Only one in three people voted when Republican Bob McDonnell became Virginia's 71st governor in 2009. That's fewer than two million people.
So the contest to become his successor might not seem like a battle of national, even international, importance.
But the result of Tuesday's election - between Democrat Terry McAuliffe and Republican Ken Cuccinelli - will have implications far beyond the Blue Ridge Mountains and Chesapeake Bay.
It's a key swing state, closely contested in presidential elections, but it's a different electorate who make the effort to vote in these kinds of elections.
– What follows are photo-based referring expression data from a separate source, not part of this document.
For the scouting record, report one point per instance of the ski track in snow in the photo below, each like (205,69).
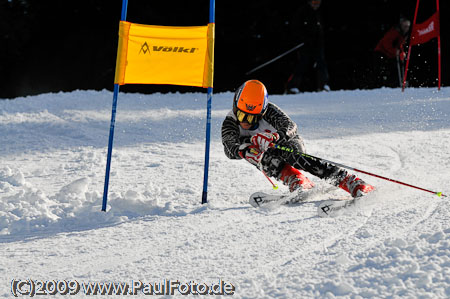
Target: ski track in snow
(394,243)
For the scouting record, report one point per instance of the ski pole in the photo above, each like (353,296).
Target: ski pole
(275,59)
(399,71)
(283,148)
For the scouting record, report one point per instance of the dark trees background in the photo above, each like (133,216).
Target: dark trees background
(64,45)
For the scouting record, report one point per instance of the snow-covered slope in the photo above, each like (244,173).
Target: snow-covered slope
(52,167)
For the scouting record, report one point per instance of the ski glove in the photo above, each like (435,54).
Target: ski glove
(263,140)
(252,154)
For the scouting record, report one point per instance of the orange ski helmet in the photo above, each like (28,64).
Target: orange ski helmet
(250,102)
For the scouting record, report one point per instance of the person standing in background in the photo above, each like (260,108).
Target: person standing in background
(389,53)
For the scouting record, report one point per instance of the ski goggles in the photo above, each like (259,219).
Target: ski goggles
(247,117)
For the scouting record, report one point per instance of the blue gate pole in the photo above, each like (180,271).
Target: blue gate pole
(113,121)
(208,119)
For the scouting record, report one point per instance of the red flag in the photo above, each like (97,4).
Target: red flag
(421,33)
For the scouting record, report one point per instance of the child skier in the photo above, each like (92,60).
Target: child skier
(254,125)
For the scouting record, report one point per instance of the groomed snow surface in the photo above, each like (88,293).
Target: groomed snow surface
(396,243)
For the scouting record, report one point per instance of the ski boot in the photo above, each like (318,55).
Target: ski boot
(355,186)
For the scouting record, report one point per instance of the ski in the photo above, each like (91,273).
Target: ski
(260,199)
(334,207)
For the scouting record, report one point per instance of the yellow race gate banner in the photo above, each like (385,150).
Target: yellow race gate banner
(149,54)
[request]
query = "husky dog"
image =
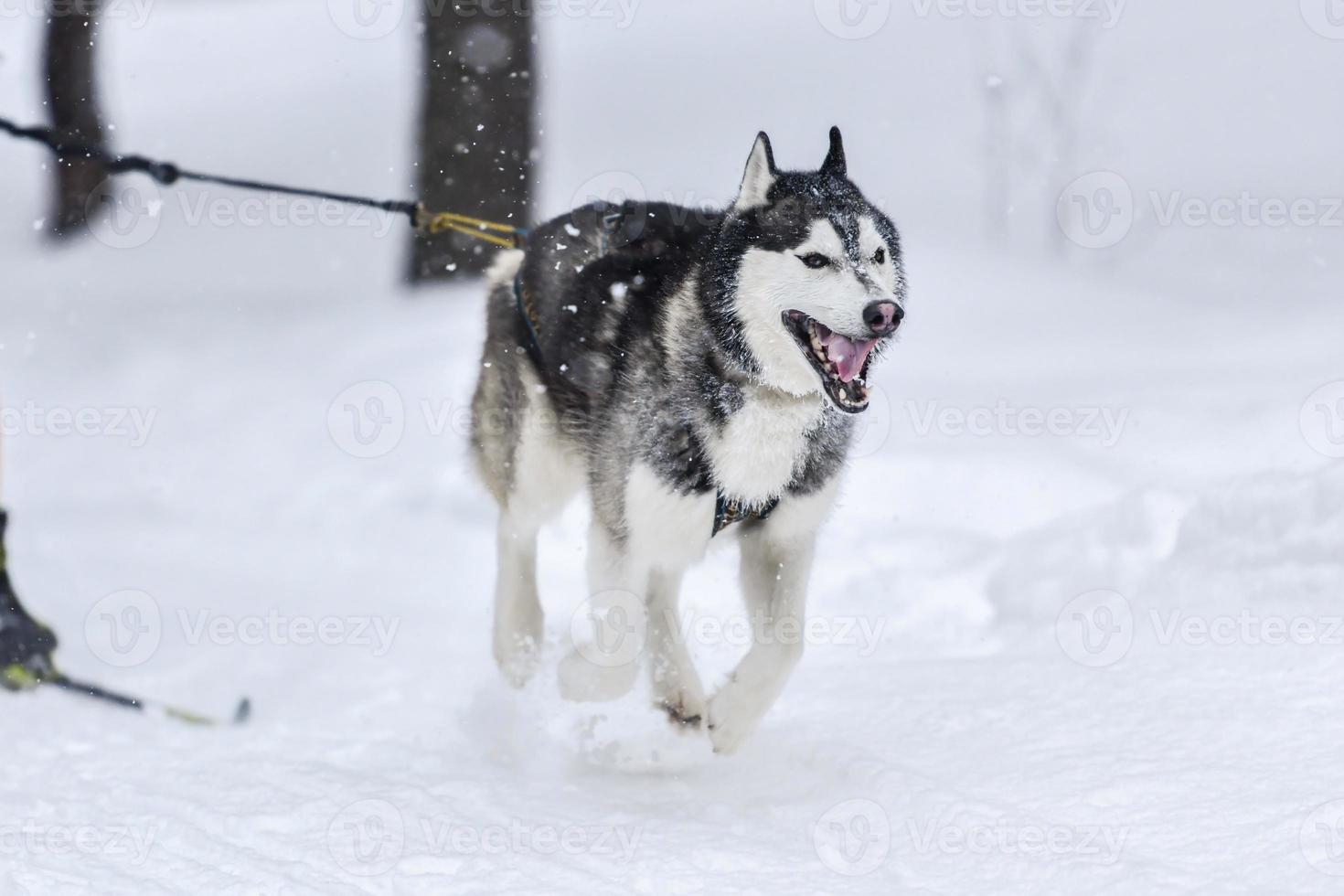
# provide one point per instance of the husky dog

In fact, for 36 years, whichever political party holds the White House has lost the governor's seat a year later.
There's a theory that presidential candidates are at an advantage when campaigning in a state with a friendly governor, but it didn't help Mitt Romney win the state in 2012. So why is this election important?
1. It could shape Republican identity
In Virginia, the Republicans have put forward a candidate closely allied to the Tea Party, the group that other members of the party have blamed for the recent government shutdown.
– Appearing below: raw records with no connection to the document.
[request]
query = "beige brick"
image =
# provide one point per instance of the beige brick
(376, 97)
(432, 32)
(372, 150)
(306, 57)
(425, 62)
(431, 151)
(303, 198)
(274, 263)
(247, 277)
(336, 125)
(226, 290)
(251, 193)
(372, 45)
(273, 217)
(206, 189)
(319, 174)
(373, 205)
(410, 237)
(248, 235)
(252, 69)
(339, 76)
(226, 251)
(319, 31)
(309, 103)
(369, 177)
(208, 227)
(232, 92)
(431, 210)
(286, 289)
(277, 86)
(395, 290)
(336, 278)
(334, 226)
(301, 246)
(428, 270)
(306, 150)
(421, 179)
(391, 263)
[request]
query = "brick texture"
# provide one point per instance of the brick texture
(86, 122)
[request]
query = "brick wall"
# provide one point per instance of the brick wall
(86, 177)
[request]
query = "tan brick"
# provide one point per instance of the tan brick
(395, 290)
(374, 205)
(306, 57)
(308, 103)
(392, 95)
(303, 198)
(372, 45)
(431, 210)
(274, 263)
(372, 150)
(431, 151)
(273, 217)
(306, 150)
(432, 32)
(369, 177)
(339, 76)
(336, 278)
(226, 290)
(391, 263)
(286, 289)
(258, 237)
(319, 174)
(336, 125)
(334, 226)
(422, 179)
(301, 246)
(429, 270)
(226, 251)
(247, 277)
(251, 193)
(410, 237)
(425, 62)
National Republicans should be really worried if McAuliffe wins, says Craig Brians, professor of political science at Virginia Tech.
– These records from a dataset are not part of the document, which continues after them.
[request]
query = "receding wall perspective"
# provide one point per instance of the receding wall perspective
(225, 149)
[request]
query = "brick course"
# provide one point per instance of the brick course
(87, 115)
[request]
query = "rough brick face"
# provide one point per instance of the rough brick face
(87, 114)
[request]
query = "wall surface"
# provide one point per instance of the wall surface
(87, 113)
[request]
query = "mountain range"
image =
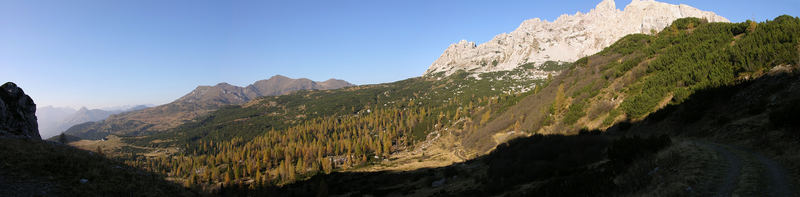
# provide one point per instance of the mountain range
(198, 102)
(54, 120)
(655, 99)
(566, 39)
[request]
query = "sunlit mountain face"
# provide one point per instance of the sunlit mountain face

"They could be thinking: 'This is perhaps the second time in a month that people associated with the Tea Party have really hurt us and we need to rethink things.'
"At some point, the national Republican party needs to decide: 'Are we going to be a majority party or go to the right, stake out that ground and maybe never hold national office again.'"
The emergence of a third-party candidate polling at double-figures, libertarian Robert Sarvis, reflects the fissures within the Republican party, says John Avlon, author of Wingnuts: How the Lunatic Fringe is Hijacking America. Libertarians traditionally vote Republican, he says, but many have been put off by Cuccinelli's extreme social conservatism.
2. There's a Hillary factor
Both Clintons have helped McAuliffe, who was co-chairman of the former president's re-election campaign and chairman of his wife's 2008 presidential campaign.
"Terry McAuliffe is a really old friend of Bill and Hillary Clinton so the fact that they would come and help him campaign is not surprising. But they are not super popular in Virginia so the fact he brought them here is interesting, in the sense that Hillary is keeping her hand in, simply by being part of it and keeping her face in it," says Brians.
With Hillary braced to run in 2016, a McAuliffe win would be interpreted as a boost for her, he adds, because such a divisive figure inflicted no fundamental damage to his campaign.
Writing in the National Review, conservative blogger Jim Geraghty goes even further and suggests it's been a dry run for the Hillary campaign machine.
3. It's what the US is going to look like
The demographics in Virginia are changing in the same way as they are across the country - a growing Hispanic and Asian population, and more people in urban areas.
"It's a microcosm of what's happening nationally," says Dustin Cable of the Weldon Cooper Center for Public Service, especially in southern cities like Atlanta and Raleigh.
The northern Virginia suburbs are a Mecca for young college-educated professionals, he says, many of them federal employees working in Washington DC.
These groups have helped Obama win two elections but it's not yet clear how these shifts will play out in elections that historically have older, white voters, says Cable.
4. Effects on Obamacare
Supporters and opponents of the highly controversial Affordable Care Act, Obama's signature law that aims to extend health insurance coverage, will be watching Virginia.
Cuccinelli has led the battle against Obamacare in the state, says Brians. If he fails, people could infer that voters in Virginia are in favour of Obamacare.
The present governor, Republican Bob McDonnell, has said no to expanding Medicaid and no to running a state insurance exchange. McAuliffe has said he will reverse both those if he wins.
"That will make a huge difference in one of the biggest issues of the campaign," says Brians.
5. It's provided comedy fodder
When Ken Cuccinelli proposed outlawing sodomy and oral sex, he immediately earned national coverage on The View and The Daily Show, as the likes of Whoopi Goldberg and Jon Stewart ripped into him.
His opponent, Terry McAuliffe, was not spared either. At a debate, he was asked by the Daily Show if he thought his image had improved from debilitating to moderate revulsion.